Eine kommerzielle Anwendung ihrer Entdeckung hält Luft prinzipiell für möglich: „Vielleicht sitzen wir eines Tages mit Denkkappen am Schreibtisch.“ Tatsächlich sind bereits Geräte für eine „transkranielle Gleichstromstimulation“ auf dem Markt, mit denen sich angeblich alle möglichen geistigen Fähigkeiten steigern lassen. Gefährlich ist eine solche Anwendung nicht, die Effekte verfliegen spätestens nach einer Stunde. Caroline Luft ist dennoch sehr skeptisch: „Erst müssen wir die Vorgänge viel genauer verstehen.“ Als sie zum Beispiel in ihren Versuchen den linken statt den rechten Schläfenlappen stimulierte, da verschlechterte sich das Ergebnis sogar, die Probanden wurden weniger kreativ.


Woran das liegt, weiss Luft selbst noch nicht. Mit der Vorstellung, dass die rechte Hirnhälfte für Intuition, die linke für analytisches Denken zuständig sein soll, habe das wohl nichts zu tun, dieses Konzept gilt in seiner Vereinfachung als überholt. Im Gegensatz zu kommerziellen Geräten stimulierte Luft ihre Probanden außerdem mit individuell angepassten Frequenzen, und sie setzte dabei nicht Gleichstrom, sondern Wechselstrom ein. „Gleichstrom verstärkt eher den momentanen Zustand, ein langsames Gehirn wird dadurch noch langsamer.“


Künstliche Kreativität wirkt kontraproduktiv


So lange man also kaum versteht, was man tut, sollte man von Selbstversuchen die Finger lassen. Eine künstliche angefachte Kreativität wäre bei manchen Aufgaben auch geradezu kontraproduktiv – wenn es etwa darum geht, schnell und präzise zu reagieren und Erlerntes abzurufen. Ohnehin kann man bereits andere Methoden, um Kreativität zu fördern.

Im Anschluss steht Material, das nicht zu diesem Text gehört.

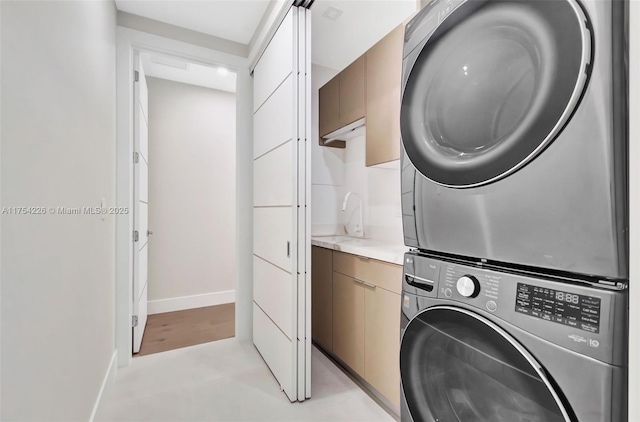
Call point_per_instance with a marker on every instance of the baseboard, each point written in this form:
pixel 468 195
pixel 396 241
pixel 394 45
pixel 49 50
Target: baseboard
pixel 109 377
pixel 190 302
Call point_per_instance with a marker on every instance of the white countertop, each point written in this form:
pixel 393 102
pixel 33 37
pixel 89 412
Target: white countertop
pixel 370 248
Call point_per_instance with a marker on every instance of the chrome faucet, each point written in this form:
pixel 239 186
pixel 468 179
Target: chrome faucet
pixel 359 231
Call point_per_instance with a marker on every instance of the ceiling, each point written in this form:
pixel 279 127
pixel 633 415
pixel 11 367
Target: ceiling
pixel 173 69
pixel 336 43
pixel 234 20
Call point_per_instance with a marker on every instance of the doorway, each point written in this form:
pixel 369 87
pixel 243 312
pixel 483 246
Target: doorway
pixel 129 44
pixel 184 189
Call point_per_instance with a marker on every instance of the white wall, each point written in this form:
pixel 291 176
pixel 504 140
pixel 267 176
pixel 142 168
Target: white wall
pixel 244 205
pixel 192 208
pixel 58 149
pixel 327 164
pixel 337 171
pixel 634 223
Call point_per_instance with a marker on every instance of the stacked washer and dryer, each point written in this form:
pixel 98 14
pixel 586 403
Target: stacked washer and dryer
pixel 514 196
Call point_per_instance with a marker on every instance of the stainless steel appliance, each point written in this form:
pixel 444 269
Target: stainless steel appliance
pixel 482 344
pixel 514 125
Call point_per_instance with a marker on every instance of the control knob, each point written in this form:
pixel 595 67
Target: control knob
pixel 468 286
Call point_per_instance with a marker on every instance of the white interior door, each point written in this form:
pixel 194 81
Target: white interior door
pixel 140 205
pixel 282 246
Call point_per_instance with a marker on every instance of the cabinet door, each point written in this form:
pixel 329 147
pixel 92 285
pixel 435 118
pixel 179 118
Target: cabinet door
pixel 329 105
pixel 382 342
pixel 348 321
pixel 322 297
pixel 352 92
pixel 384 74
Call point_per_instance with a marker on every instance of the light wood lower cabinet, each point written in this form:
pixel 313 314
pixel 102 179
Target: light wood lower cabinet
pixel 348 321
pixel 364 316
pixel 382 342
pixel 322 297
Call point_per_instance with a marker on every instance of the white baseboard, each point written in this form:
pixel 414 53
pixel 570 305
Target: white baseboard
pixel 190 302
pixel 109 377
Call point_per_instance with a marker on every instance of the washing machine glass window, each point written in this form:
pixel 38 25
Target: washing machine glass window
pixel 491 87
pixel 458 366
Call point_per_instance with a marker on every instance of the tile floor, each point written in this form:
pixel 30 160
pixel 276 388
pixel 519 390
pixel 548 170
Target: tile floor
pixel 227 380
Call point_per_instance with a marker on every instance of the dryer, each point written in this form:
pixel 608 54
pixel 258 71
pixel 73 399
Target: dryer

Wichtig ist, sich nicht unter Druck zu setzen und nicht verbissen über ein Problem nachzudenken. Wenn Luft etwa ihren Studenten die Aufgabe stellt, sich eine neue Methode zur Messung von Kreativität auszudenken, dann fällt denen aus lauter Angst vor schlechten Noten nichts ein. „Die Gesellschaft bestraft Fehler, das hemmt die Kreativität“, sagt die Psychologin. Wenn Menschen sich dagegen erst einmal ablenken und entspannen, dann kommen ihnen eher gute Einfälle. Bei psychologischen Tests können das wahlweise Computerspiele oder auch ein Spaziergang an der frischen Luft sein – entscheidend ist vor allem, was einen am besten in eine gelöste, positive Stimmung versetzt.


Sich um Kreativität zu bemühen, das lohnt auch auf jeden Fall, auch wenn man dabei keine bahnbrechende Entdeckung macht. Denn selbst durch das Lösen der Worträtsel, so hat der Wiener Neurowissenschaftler Martin Tik in diesem Jahr gezeigt, wird im Belohnungssystem des Gehirns Dopamin ausgeschüttet – so wie sonst beim Sex, beim Essen oder beim Glücksspiel. Ganz offensichtlich hat die Evolution den Menschen mit einer gewissen Experimentierfreude ausgestattet – mit der Sehnsucht, Wände einzureißen und die alten Pfade zu verlassen.